Fathers helping daughters

However, we have another whose family, despite being able to emigrate to the USA, decided to stay. She has a degree in Medicine but cannot qualify and her father brought her from Jalalabad, made her stay in a hostel in Kabul for months and now that the hostels have also closed to female students, he has her hosted by relatives . Sometimes», she concludes, «it is the families belonging to humble classes who do everything to emancipate girls». According to Dr. Picucci, maternity patients. «Despite all their troubles and “broken pieces” they rarely go away demoralized, they always have hope. They are strong women. Able to wait. Their strength has not been undermined this time either.”

Poverty drives crime

However, there is no contradiction in the data of what the United Nations Secretary General António Guterres defined as “the world’s worst humanitarian crisis“: 6 million Afghans are one step away from famine, 97 percent of the population is below the poverty line, and 28.8 million, i.e. 2/3 of the total, are in need of humanitarian assistance. From the surgical center for war victims in Kabul, the medical coordinator Eleonora Colpo, “proudly” a nurse who has been in Afghanistan for 4 years, testifies to the frightening increase in poverty and crime: «Even people with degrees or highly specialized are offering themselves for menial jobs like cleaning. And many unemployed people enter the underworld. But there is understanding. A nurse told me: «people who commit criminal acts are like me. I’m lucky because I had an extra opportunity to study and I have a good job, but if I were unemployed I would probably also be forced into crime.”

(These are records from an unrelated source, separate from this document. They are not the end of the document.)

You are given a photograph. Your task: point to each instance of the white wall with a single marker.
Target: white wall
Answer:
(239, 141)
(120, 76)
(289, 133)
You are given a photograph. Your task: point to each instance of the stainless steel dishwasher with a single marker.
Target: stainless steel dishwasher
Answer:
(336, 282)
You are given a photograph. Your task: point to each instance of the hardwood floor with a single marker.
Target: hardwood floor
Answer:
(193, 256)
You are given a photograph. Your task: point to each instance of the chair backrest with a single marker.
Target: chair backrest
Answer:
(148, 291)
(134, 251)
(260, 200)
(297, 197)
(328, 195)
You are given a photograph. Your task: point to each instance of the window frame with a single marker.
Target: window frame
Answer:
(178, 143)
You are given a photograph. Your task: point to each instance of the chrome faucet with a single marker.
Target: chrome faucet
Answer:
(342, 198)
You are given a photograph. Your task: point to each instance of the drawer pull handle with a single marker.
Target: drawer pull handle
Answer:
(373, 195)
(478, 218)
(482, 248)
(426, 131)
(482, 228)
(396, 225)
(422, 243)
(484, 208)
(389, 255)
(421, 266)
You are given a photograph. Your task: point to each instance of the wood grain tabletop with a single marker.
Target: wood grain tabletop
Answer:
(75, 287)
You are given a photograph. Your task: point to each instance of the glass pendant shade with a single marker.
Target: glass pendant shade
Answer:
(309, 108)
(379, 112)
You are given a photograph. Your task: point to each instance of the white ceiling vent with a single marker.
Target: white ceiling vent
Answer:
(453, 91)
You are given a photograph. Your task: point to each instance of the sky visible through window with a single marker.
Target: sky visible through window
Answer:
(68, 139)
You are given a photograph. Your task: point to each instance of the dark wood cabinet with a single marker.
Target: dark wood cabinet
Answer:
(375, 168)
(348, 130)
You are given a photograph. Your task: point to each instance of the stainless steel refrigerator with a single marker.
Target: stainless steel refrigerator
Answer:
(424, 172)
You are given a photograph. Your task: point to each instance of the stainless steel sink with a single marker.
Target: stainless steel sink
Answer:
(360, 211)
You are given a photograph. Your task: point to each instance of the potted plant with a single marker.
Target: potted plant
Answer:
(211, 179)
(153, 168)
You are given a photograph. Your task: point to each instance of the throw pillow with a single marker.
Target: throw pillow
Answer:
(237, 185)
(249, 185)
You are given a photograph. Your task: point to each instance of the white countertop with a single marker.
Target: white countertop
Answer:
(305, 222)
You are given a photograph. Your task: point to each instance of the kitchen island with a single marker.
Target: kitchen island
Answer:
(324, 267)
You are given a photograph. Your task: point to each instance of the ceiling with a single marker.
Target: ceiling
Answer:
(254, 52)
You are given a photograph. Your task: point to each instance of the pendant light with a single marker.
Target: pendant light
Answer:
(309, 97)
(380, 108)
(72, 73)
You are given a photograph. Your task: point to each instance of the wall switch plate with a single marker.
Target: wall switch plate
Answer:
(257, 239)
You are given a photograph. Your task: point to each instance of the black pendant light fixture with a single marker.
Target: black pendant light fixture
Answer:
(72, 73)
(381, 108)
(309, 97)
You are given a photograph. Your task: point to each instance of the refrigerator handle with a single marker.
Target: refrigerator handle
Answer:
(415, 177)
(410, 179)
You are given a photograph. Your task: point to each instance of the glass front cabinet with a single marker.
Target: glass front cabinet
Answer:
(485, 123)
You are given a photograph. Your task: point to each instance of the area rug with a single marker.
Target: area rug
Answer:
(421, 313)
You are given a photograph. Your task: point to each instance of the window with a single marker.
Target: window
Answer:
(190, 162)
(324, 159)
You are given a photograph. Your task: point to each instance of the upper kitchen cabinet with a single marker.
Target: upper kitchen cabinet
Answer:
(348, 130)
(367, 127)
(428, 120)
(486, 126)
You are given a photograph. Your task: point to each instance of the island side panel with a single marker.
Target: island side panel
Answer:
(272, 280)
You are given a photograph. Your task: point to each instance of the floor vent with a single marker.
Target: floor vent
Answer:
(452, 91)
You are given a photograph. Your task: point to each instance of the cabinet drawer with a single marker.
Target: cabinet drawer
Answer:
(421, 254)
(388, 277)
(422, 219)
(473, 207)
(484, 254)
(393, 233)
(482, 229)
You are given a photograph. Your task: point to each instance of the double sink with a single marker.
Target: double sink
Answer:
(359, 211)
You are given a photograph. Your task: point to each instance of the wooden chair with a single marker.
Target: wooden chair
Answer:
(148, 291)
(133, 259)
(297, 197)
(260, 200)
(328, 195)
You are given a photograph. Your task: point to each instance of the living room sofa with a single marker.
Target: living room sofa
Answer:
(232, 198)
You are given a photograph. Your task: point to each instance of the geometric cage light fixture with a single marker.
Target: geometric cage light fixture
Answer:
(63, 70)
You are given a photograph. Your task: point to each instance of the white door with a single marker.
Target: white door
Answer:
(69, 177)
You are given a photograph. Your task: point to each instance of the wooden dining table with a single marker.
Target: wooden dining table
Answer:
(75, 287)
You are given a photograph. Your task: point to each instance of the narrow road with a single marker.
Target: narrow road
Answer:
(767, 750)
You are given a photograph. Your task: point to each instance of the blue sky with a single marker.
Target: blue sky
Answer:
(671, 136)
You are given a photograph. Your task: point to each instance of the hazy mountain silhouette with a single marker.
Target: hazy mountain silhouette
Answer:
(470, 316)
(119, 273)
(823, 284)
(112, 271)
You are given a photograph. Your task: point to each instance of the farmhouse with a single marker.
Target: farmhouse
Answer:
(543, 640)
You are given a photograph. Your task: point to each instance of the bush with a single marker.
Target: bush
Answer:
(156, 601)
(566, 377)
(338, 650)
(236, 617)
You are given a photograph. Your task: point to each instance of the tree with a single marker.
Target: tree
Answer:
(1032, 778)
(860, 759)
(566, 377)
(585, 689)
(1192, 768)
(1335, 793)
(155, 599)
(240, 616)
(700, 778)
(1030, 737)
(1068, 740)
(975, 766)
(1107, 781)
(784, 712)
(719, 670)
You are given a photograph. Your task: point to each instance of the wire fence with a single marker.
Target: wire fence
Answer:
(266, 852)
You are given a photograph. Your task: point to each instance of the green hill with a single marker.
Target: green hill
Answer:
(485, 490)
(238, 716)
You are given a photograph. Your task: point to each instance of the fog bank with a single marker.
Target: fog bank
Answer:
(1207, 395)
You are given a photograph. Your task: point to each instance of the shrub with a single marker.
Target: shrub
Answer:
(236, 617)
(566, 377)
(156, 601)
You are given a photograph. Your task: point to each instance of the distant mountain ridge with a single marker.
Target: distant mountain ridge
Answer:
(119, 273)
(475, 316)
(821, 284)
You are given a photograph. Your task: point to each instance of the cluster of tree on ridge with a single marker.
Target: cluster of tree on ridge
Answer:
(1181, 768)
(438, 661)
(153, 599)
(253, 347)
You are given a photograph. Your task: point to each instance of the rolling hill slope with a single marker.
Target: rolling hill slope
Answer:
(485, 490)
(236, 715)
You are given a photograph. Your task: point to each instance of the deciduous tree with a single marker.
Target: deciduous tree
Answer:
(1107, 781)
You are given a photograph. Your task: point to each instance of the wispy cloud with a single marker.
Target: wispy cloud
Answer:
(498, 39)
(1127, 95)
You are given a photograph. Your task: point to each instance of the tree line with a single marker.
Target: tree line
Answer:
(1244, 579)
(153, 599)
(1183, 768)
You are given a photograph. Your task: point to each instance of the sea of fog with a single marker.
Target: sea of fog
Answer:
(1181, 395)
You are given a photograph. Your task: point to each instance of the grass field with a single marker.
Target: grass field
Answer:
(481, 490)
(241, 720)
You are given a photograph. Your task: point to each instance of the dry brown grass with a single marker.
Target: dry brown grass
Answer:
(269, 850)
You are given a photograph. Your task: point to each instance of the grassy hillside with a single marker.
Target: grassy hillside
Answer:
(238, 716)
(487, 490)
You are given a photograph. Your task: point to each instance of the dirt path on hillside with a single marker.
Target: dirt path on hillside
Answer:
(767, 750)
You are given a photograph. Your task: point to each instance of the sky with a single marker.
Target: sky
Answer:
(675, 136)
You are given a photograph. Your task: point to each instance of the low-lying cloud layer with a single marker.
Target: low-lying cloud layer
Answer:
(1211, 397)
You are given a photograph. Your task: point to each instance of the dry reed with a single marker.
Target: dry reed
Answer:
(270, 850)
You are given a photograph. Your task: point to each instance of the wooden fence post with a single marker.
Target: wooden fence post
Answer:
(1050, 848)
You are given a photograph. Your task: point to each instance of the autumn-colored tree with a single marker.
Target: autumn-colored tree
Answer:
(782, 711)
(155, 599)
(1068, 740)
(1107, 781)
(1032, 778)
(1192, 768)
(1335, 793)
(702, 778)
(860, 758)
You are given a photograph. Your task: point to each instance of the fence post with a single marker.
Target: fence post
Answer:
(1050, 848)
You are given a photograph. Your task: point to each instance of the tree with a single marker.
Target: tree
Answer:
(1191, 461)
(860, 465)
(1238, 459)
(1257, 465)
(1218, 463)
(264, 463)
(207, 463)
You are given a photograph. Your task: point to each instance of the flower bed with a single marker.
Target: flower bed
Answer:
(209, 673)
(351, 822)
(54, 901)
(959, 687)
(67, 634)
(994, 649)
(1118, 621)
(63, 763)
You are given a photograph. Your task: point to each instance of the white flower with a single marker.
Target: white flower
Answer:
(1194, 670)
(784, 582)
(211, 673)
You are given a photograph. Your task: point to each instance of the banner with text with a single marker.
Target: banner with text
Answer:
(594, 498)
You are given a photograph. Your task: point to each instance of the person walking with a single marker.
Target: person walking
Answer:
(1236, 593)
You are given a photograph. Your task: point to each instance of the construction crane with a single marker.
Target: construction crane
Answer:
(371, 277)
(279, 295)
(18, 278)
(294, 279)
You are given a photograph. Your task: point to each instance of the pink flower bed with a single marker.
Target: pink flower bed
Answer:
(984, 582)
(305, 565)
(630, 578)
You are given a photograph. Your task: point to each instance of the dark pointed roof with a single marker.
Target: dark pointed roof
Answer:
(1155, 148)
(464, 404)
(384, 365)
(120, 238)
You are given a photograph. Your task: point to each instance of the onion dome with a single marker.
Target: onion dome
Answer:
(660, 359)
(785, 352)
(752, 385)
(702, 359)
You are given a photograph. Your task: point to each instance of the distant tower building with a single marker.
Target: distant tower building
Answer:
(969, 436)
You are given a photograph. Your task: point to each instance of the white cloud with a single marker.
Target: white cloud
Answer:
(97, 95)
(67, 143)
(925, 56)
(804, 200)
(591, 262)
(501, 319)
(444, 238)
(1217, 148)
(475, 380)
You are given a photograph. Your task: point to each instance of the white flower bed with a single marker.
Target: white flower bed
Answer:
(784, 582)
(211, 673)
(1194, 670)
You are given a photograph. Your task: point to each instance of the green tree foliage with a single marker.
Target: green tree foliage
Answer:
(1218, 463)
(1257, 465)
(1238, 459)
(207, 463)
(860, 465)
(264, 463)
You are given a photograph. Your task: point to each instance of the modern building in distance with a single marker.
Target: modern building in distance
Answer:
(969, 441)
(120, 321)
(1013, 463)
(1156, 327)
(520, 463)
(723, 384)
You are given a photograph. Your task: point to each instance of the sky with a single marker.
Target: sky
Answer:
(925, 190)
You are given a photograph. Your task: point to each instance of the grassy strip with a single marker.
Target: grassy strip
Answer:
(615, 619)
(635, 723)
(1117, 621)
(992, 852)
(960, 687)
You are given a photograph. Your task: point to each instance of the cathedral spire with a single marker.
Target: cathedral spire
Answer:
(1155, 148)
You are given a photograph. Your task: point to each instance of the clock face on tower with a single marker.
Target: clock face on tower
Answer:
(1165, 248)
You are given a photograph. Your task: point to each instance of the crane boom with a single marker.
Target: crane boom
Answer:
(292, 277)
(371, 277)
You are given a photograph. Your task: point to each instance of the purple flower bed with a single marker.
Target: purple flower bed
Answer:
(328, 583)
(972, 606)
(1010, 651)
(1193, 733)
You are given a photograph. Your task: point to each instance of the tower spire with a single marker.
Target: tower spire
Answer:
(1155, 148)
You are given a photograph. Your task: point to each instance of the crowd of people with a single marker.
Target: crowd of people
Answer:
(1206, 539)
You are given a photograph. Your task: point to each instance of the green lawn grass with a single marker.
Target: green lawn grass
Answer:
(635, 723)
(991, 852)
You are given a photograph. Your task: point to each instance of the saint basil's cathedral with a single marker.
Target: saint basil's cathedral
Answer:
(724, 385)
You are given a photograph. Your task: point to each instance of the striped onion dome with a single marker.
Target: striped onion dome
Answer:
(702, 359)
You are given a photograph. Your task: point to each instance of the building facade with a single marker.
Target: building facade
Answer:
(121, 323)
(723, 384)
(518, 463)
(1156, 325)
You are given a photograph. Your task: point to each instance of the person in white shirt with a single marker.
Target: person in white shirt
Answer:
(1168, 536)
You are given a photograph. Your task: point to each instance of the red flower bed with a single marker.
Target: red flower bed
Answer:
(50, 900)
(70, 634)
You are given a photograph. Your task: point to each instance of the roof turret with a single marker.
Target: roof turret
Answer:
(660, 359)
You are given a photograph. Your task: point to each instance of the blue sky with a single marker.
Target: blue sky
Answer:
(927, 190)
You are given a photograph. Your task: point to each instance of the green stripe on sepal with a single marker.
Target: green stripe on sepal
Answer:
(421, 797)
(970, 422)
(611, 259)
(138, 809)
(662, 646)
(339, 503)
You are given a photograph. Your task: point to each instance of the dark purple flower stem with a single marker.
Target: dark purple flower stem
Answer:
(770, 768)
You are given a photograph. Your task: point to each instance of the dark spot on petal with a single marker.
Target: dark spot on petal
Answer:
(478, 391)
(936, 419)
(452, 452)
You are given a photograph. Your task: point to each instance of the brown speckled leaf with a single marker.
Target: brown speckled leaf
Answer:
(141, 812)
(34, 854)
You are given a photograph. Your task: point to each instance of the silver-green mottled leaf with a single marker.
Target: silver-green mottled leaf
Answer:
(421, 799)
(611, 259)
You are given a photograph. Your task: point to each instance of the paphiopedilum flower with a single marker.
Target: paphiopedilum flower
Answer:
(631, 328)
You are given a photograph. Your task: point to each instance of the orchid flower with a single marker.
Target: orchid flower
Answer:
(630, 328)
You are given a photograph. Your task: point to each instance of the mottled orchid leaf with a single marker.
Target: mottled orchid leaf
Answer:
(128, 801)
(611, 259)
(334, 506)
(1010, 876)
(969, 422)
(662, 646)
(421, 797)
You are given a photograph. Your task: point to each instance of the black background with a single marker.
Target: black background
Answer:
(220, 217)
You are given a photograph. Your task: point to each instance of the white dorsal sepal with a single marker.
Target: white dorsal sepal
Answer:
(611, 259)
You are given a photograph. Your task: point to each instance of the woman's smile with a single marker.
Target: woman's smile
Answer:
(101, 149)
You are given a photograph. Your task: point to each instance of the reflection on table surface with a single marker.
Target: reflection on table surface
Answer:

The responsibility of the West

The West is also responsible for this crisis for having cut the funds that constituted 75 percent of public spending and the maintenance of the health service, frozen 10 billion of Afghan remittances in its banks, and disregarded the promises of reception. According to the United Nations High Commissioner for Refugees, in 2022, out of over 270 thousand Afghan refugees in neighboring countries in need of permanent protection, the European Union welcomed 271: 0.1 percent. Beyond political choices, according to Emergency the humanitarian imperative dictates which side to take.